Another factor are the new federal "Title II" requirements from the Higher Education Amendments. Title II requires states to develop criteria for evaluating low performing colleges and universities. Maryland has included the technology standards in component four, Linkage with K-12 Priorities, which states that all teacher candidates must demonstrate competency on the Maryland Teacher Technology Standards.
Instituting Electronic Portfolios
One of the objectives of the grant has been to increase the use of electronic portfolios by teacher preparation programs statewide. Maryland sees the standards-based e-portfolio as the embodiment of the principle of demonstrating technology proficiency. Many students have created e-portfolios to demonstrate how they have achieved the technology standards, including videos of lessons, development of home pages, etc.

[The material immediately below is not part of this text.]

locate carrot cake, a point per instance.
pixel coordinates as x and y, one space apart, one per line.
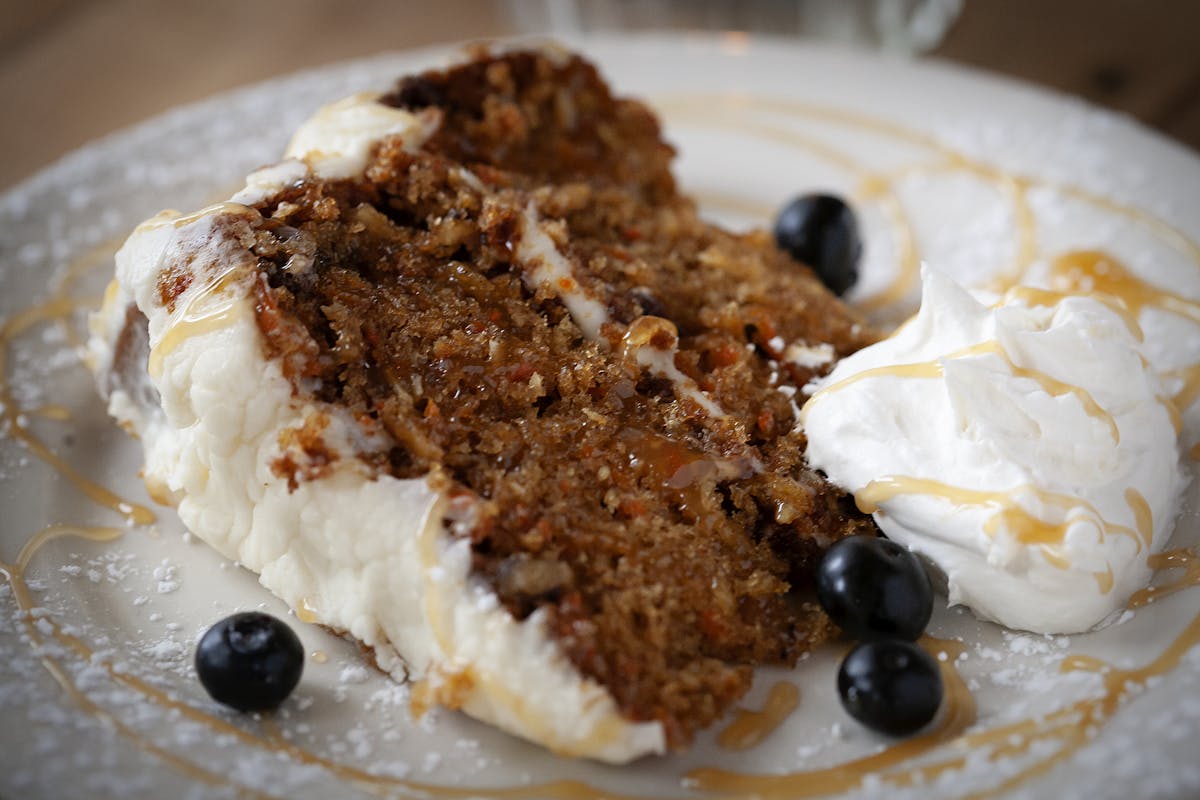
467 378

Several consortium members are developing model e-portfolios, which are shared in the monthly meetings so that those who have not developed their own can adopt or adapt one best suited for their campus.
Sustainability
The culminating activity of the Consortium is four statewide regional meetings to share the standards, and the performance assessment materials with all two- and four-year institutions. The complete set of standards and performance assessment tasks are distributed in digital format (CD-Rom and on the Internet). A collection of benchmark products from the pilot is housed on the web.
Lessons Learned
As with many grants, Maryland reports that the performance assessments took longer to develop than it had anticipated. But now the standards are finalized, the assessments have been developed, piloted and revised, and benchmark products are available to assist teachers and teacher candidates.
Aspects of the project that worked particularly well include the monthly meetings, which allowed productive time to share products and programs and develop the rigorous assessments. A members listserv helped facilitate frequent communication across the state. The evaluator not only helped evaluate the grant as a whole but also helped pilot and evaluate the assessments. Consultants knowledgeable about performance assessments and scoring tools were brought in to help at specific stages of the grant. Giving each member the opportunity to apply for subgrant funds allowed for projects such as aligning curriculum, encouraging faculty involvement and developing e-portfolios models.